Мэнни! – я повернулся к Кауфману. – «Введение в психиатрию», учебник, который ты планировал написать для колледжа. Черновик его, над которым ты работал каждую свободную минуту, где он, Мэнни? Когда ты последний раз писал или хотя бы смотрел на него?
– Что ж, Майлз, – спокойно ответил он, – значит, ты знаешь. Мы старались сделать это как можно легче для тебя, вот и все. Потому что, когда это позади, все уже не имеет значения, тебя ничто не будет волновать. Майлз, так оно и есть, – он убедительно кивнул, – и это не так уж и плохо.

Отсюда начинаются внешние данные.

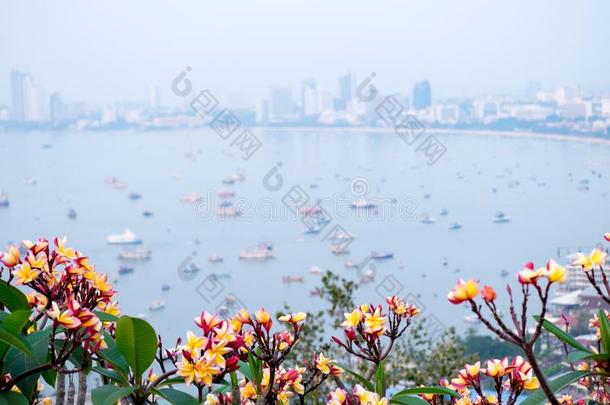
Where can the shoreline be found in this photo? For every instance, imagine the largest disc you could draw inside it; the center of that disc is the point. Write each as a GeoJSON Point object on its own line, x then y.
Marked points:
{"type": "Point", "coordinates": [447, 131]}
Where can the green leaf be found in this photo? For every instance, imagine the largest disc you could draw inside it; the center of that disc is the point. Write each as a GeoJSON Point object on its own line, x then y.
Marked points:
{"type": "Point", "coordinates": [17, 362]}
{"type": "Point", "coordinates": [604, 326]}
{"type": "Point", "coordinates": [14, 323]}
{"type": "Point", "coordinates": [427, 390]}
{"type": "Point", "coordinates": [561, 335]}
{"type": "Point", "coordinates": [244, 369]}
{"type": "Point", "coordinates": [13, 398]}
{"type": "Point", "coordinates": [113, 356]}
{"type": "Point", "coordinates": [15, 340]}
{"type": "Point", "coordinates": [556, 385]}
{"type": "Point", "coordinates": [112, 374]}
{"type": "Point", "coordinates": [137, 342]}
{"type": "Point", "coordinates": [176, 397]}
{"type": "Point", "coordinates": [12, 298]}
{"type": "Point", "coordinates": [110, 394]}
{"type": "Point", "coordinates": [380, 380]}
{"type": "Point", "coordinates": [361, 379]}
{"type": "Point", "coordinates": [407, 400]}
{"type": "Point", "coordinates": [105, 317]}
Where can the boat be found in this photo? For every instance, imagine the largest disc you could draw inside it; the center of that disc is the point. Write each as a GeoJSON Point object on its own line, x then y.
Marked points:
{"type": "Point", "coordinates": [4, 202]}
{"type": "Point", "coordinates": [315, 270]}
{"type": "Point", "coordinates": [223, 193]}
{"type": "Point", "coordinates": [262, 252]}
{"type": "Point", "coordinates": [501, 218]}
{"type": "Point", "coordinates": [427, 219]}
{"type": "Point", "coordinates": [310, 210]}
{"type": "Point", "coordinates": [342, 235]}
{"type": "Point", "coordinates": [156, 305]}
{"type": "Point", "coordinates": [125, 238]}
{"type": "Point", "coordinates": [126, 270]}
{"type": "Point", "coordinates": [191, 198]}
{"type": "Point", "coordinates": [215, 259]}
{"type": "Point", "coordinates": [135, 254]}
{"type": "Point", "coordinates": [350, 265]}
{"type": "Point", "coordinates": [191, 268]}
{"type": "Point", "coordinates": [363, 203]}
{"type": "Point", "coordinates": [382, 255]}
{"type": "Point", "coordinates": [339, 249]}
{"type": "Point", "coordinates": [312, 230]}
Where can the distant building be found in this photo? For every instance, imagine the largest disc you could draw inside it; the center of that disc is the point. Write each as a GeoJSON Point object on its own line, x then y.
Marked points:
{"type": "Point", "coordinates": [576, 110]}
{"type": "Point", "coordinates": [262, 111]}
{"type": "Point", "coordinates": [346, 92]}
{"type": "Point", "coordinates": [154, 97]}
{"type": "Point", "coordinates": [35, 101]}
{"type": "Point", "coordinates": [17, 106]}
{"type": "Point", "coordinates": [56, 108]}
{"type": "Point", "coordinates": [422, 95]}
{"type": "Point", "coordinates": [280, 103]}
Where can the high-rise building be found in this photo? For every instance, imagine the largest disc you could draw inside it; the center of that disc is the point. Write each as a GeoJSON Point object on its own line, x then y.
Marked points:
{"type": "Point", "coordinates": [56, 108]}
{"type": "Point", "coordinates": [17, 108]}
{"type": "Point", "coordinates": [422, 95]}
{"type": "Point", "coordinates": [346, 91]}
{"type": "Point", "coordinates": [280, 102]}
{"type": "Point", "coordinates": [35, 101]}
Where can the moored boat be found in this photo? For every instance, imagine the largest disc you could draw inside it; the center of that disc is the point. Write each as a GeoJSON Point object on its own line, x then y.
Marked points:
{"type": "Point", "coordinates": [125, 238]}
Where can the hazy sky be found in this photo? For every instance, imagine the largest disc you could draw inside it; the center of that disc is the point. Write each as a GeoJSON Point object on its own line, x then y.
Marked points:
{"type": "Point", "coordinates": [115, 49]}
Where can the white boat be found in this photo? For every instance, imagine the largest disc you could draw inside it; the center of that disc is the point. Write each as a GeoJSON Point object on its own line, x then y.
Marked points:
{"type": "Point", "coordinates": [135, 254]}
{"type": "Point", "coordinates": [215, 259]}
{"type": "Point", "coordinates": [4, 202]}
{"type": "Point", "coordinates": [156, 305]}
{"type": "Point", "coordinates": [263, 252]}
{"type": "Point", "coordinates": [454, 226]}
{"type": "Point", "coordinates": [363, 203]}
{"type": "Point", "coordinates": [315, 270]}
{"type": "Point", "coordinates": [125, 238]}
{"type": "Point", "coordinates": [191, 198]}
{"type": "Point", "coordinates": [427, 219]}
{"type": "Point", "coordinates": [339, 249]}
{"type": "Point", "coordinates": [501, 218]}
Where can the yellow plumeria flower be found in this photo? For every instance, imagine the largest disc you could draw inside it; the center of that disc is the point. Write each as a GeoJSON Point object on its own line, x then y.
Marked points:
{"type": "Point", "coordinates": [352, 319]}
{"type": "Point", "coordinates": [26, 274]}
{"type": "Point", "coordinates": [375, 323]}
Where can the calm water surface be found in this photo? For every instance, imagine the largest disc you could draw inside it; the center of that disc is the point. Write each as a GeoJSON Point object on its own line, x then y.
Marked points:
{"type": "Point", "coordinates": [540, 185]}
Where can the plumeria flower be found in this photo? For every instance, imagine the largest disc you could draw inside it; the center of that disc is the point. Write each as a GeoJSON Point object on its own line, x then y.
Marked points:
{"type": "Point", "coordinates": [463, 291]}
{"type": "Point", "coordinates": [596, 258]}
{"type": "Point", "coordinates": [10, 258]}
{"type": "Point", "coordinates": [554, 272]}
{"type": "Point", "coordinates": [488, 293]}
{"type": "Point", "coordinates": [65, 319]}
{"type": "Point", "coordinates": [528, 275]}
{"type": "Point", "coordinates": [374, 322]}
{"type": "Point", "coordinates": [25, 273]}
{"type": "Point", "coordinates": [352, 319]}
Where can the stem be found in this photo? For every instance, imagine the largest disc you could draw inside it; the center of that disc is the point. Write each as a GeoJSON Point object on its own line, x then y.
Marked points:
{"type": "Point", "coordinates": [82, 388]}
{"type": "Point", "coordinates": [529, 353]}
{"type": "Point", "coordinates": [60, 388]}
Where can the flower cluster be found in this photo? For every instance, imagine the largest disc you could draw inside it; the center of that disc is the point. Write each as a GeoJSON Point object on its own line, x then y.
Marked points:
{"type": "Point", "coordinates": [366, 324]}
{"type": "Point", "coordinates": [359, 396]}
{"type": "Point", "coordinates": [65, 287]}
{"type": "Point", "coordinates": [208, 357]}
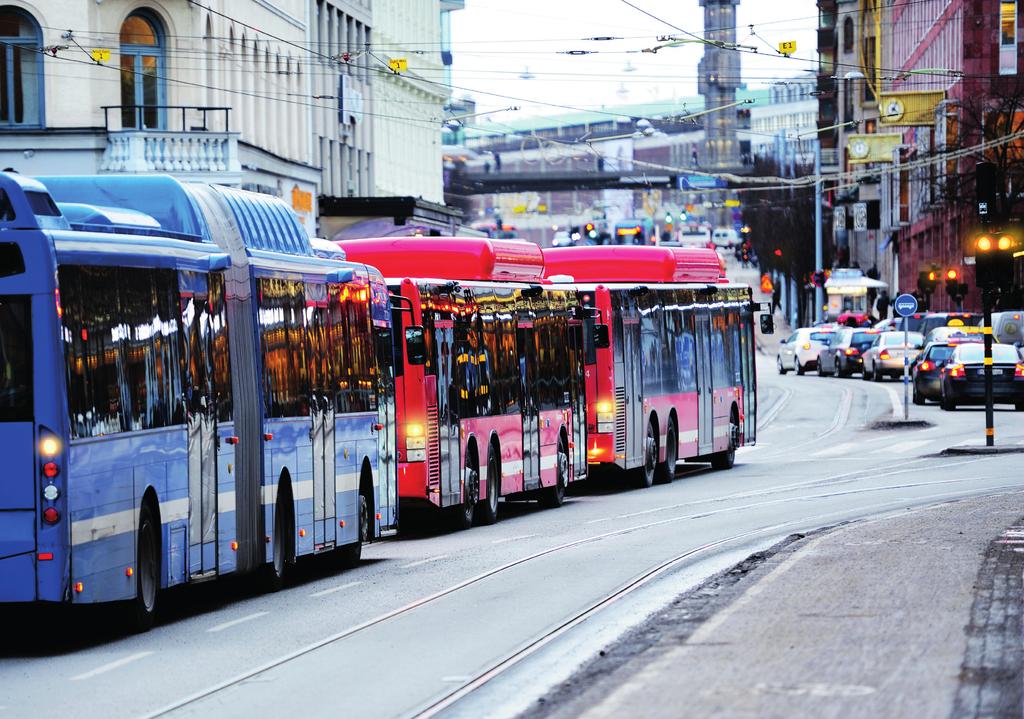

Амбиции, волнения, что в них хорошего? – Я видел, что он в это верит. – Или ты хочешь добавить, что будешь жалеть о заботах и неприятностях, которые исчезнут вместе с ними? Это совсем не так плохо, поверь мне. Еда такая же вкусная. Книги также интересно читать…
– Но не писать, – тихо прервал я его. – Не нужно трудиться, надеяться да и бороться, сочиняя книги. Или испытывать чувства, которыми они проникнуты. Это все исчезает, разве не так, Мэнни?
Он пожал плечами.
– Я не буду возражать тебе, Майлз. Думаю, ты хорошо разобрался во всем.
– Никаких эмоций. – Я произнес это громко, но с каким-то удивлением, обращаясь к самому себе. – Мэнни, – сказал я, потому что мне кое-что пришло в голову, – а способны ли вы любить, иметь детей?
Он быстро взглянул на меня:
– Думаю, тебе известно, что не можем, Майлз. Черт побери, – произнес он, и в его голосе послышалось что-то похожее на гнев, – вот тебе вся правда, ты сам этого хотел. Дублирование не является абсолютным. И не может быть. Это как те искусственные соединения, с которыми забавляются физики-ядерщики – нестойкие, неспособные самостоятельно поддерживать свое существование. Мы не способны долго жить, Майлз. Последние из нас умрут, – он отмахнулся, будто это не имело значения, – лет через пять, не больше.
– Да и это еще не все, – жестко добавил я. – Это касается всего живого, не только людей, но и животных, деревьев, травы, всего, что живет. Так, Мэнни?
Он криво и устало усмехнулся, потом встал, подошел к окну и показал рукой вверх. В небе был хорошо виден серп луны, серебристо-белый в дневном свете. Сейчас мимо него проплывала жиденькая тучка.
– Посмотри на Луну, Майлз, – она мертва. Ни одна крохотная частица не изменилась на ней за это время, что люди ее наблюдают. А разве тебе никогда не приходило в голову задуматься, отчего она представляет собой пустыню небытия?